The Senate will vote Thursday on two competing bills that extend lower interest rates on federal student loans under a deal worked out by leaders of both parties.
Neither the GOP nor Democratic bill is likely to win the 60 votes necessary to clear the Senate, and the failure of both can be expected to lead to finger-pointing over which party is to blame. But the agreement should allow the Senate to complete work on a separate bill reauthorizing the Food and Drug Administration.
Both parties agree that the loan rates should be extended, but they differ over how to pay for the $5.8 billion cost.

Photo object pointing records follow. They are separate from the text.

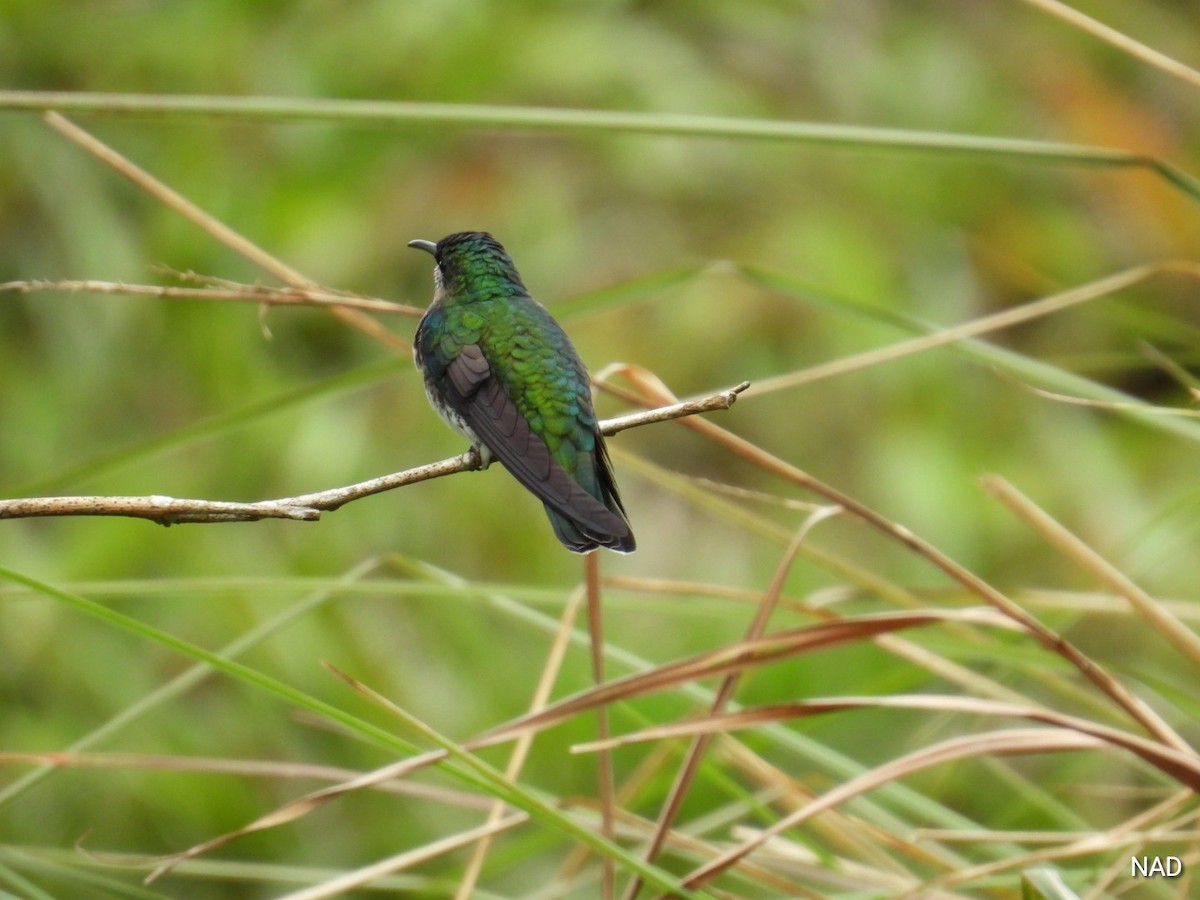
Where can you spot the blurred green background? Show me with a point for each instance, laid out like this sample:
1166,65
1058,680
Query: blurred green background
132,396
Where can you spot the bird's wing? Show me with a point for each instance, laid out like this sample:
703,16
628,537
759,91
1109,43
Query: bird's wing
479,397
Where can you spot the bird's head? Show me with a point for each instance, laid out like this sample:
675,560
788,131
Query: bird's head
472,265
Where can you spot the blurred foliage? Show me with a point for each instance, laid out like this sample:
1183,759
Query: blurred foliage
131,395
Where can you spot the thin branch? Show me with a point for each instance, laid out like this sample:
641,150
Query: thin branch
307,508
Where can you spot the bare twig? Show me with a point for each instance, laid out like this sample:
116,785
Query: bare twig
307,508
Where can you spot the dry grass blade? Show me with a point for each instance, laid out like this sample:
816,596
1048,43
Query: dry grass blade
367,874
1181,766
1120,40
1137,708
1153,612
521,748
736,658
299,808
1015,741
228,292
213,226
729,685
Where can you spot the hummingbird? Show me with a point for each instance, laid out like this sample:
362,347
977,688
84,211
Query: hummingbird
504,375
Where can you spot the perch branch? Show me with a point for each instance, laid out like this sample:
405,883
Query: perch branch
307,508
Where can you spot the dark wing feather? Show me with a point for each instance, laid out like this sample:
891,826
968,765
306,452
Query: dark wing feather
479,397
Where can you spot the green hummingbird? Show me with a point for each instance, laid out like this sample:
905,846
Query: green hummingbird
504,375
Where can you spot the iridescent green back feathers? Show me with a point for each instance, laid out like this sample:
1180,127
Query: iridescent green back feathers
503,373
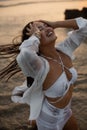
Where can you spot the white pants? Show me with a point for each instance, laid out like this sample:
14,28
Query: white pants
52,118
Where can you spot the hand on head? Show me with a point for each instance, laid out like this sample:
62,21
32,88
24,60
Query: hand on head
32,29
51,24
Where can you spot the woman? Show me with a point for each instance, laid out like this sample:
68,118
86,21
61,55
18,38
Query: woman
50,93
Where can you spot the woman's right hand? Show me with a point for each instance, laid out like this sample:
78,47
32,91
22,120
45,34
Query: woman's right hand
49,23
33,29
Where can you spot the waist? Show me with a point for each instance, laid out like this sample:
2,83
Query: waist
61,102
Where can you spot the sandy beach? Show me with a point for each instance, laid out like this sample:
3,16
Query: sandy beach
14,14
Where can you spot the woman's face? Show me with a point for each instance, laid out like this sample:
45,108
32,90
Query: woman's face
47,33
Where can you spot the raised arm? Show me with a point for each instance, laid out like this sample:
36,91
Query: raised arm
62,24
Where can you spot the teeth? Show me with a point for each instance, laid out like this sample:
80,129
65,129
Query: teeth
49,34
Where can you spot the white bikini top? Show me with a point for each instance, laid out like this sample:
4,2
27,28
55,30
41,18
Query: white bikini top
62,84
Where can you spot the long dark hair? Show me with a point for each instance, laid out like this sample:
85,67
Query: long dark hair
11,51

Republicans would raid a fund set up by Obama’s healthcare law, while Democrats want to kill a business tax break, which would pay for the loan rate extension after 10 years.
The student loan legislation has become a political hot potato since President Obama, looking to appeal to younger voters in an election year, went on a tour of college campuses last month and criticized Republicans in Congress for not extending the current 3.4 percent interest rate on Stafford loans, which expires on July 1.
Republicans in the House quickly moved legislation to extend the low interest rates on student loans, but paid for the $5.8 billion cost by closing a preventative care fund set up by Obama’s healthcare law. The administration has threatened to veto that legislation.
Under the deal announced on the Senate floor by Senate Majority Leader Harry Reid (D-Nev.), GOP legislation similar to the House bill would receive a Senate vote, but so would a Democratic bill extending the low-interest loans and paying for them by ending the tax break. Republicans oppose that measure because of the tax provision, and Democrats broadly oppose raiding the health fund.
Reid announced the agreement as part of a deal that also limits amendments to the FDA bill, making it likely that legislation will be approved Thursday before the Senate leaves town for the Memorial Day holiday. The Senate will consider 17 amendments to the FDA bill.